The contract finished 0.4 yen lower on Friday (Dec 13).
Japanese big manufacturers’ business confidence improved over the three months to December, a central bank survey showed on Monday (Dec 16), boding well for Prime Minister Shinzo Abe’s stimulus policies aimed at ending 15 years of grinding deflation.
Investors will also be looking to HSBC’s flash report on the manufacturing sector of China, the world’s top rubber buyer, due out at 0145 GMT.
Thailand’s military offered on Sunday (Dec 15) to help the politically polarised country hold a “fair and clean” election next year aimed at ending protests seeking to topple the government.
The U.S. Federal Reserve will hold its last policy meeting of 2013 on Tuesday (Dec 17) and Wednesday (Dec 18), with traders bracing for what could be a close call on the tapering decision.
MARKET NEWS
The U.S. dollar was quoted around 103.16 yen early on Monday (Dec 16), after briefly hitting a five-year high just shy of 104.00 yen on Friday (Dec 13).
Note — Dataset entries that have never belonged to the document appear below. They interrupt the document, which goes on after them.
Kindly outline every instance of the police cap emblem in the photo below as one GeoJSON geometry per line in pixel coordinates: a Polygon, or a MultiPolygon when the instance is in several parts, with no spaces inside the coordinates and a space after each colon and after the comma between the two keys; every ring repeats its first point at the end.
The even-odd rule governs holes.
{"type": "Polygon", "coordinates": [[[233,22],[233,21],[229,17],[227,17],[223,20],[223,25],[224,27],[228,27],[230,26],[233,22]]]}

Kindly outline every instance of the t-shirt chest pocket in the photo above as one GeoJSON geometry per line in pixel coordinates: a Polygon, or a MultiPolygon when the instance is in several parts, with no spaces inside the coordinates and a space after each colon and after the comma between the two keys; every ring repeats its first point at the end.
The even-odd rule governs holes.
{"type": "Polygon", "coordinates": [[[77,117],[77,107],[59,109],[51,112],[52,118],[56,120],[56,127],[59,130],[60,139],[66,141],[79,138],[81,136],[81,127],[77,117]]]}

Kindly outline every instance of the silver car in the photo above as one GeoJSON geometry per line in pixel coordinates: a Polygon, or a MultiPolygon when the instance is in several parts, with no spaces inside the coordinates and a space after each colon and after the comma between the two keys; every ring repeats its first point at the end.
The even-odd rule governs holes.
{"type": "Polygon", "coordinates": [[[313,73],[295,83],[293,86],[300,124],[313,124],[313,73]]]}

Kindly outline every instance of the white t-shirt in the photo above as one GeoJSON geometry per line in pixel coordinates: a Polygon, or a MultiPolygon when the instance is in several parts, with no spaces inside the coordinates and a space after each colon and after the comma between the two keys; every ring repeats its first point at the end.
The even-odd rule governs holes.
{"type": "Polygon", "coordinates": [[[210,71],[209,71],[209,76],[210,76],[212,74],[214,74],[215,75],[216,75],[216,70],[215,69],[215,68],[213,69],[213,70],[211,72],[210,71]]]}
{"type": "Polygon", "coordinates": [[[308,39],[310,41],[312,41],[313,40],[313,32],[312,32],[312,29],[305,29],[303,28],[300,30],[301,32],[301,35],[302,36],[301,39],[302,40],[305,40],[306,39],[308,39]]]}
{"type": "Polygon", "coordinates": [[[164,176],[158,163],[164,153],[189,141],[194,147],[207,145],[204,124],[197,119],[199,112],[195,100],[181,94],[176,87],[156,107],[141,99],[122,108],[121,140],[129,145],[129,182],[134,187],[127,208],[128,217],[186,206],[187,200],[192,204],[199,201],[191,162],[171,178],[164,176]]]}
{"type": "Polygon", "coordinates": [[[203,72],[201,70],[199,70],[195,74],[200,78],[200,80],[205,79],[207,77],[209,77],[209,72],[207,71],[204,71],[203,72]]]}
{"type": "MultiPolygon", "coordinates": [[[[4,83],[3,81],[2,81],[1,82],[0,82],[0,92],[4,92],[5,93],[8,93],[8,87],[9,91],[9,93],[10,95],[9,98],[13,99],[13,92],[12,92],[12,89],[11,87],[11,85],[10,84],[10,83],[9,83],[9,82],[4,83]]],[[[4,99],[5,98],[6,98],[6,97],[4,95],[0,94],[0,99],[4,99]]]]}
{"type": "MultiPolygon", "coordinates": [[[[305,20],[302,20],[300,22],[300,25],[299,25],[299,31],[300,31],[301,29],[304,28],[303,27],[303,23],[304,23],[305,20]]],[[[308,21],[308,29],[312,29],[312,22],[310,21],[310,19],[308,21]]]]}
Japan’s benchmark Nikkei stock average dipped 0.3 percent in Monday (Dec 16) trade, after U.S. stocks logged their worst week in nearly four months last week on concern that the Federal Reserve could signal the start of a reduction in its stimulus program at its policysetting meeting later this week.
The 19-commodity Thomson Reuters CRB index settled 0.2 percent lower on Friday (Dec 13), weighed down by the losses in natural gas and its biggest component, U.S. crude.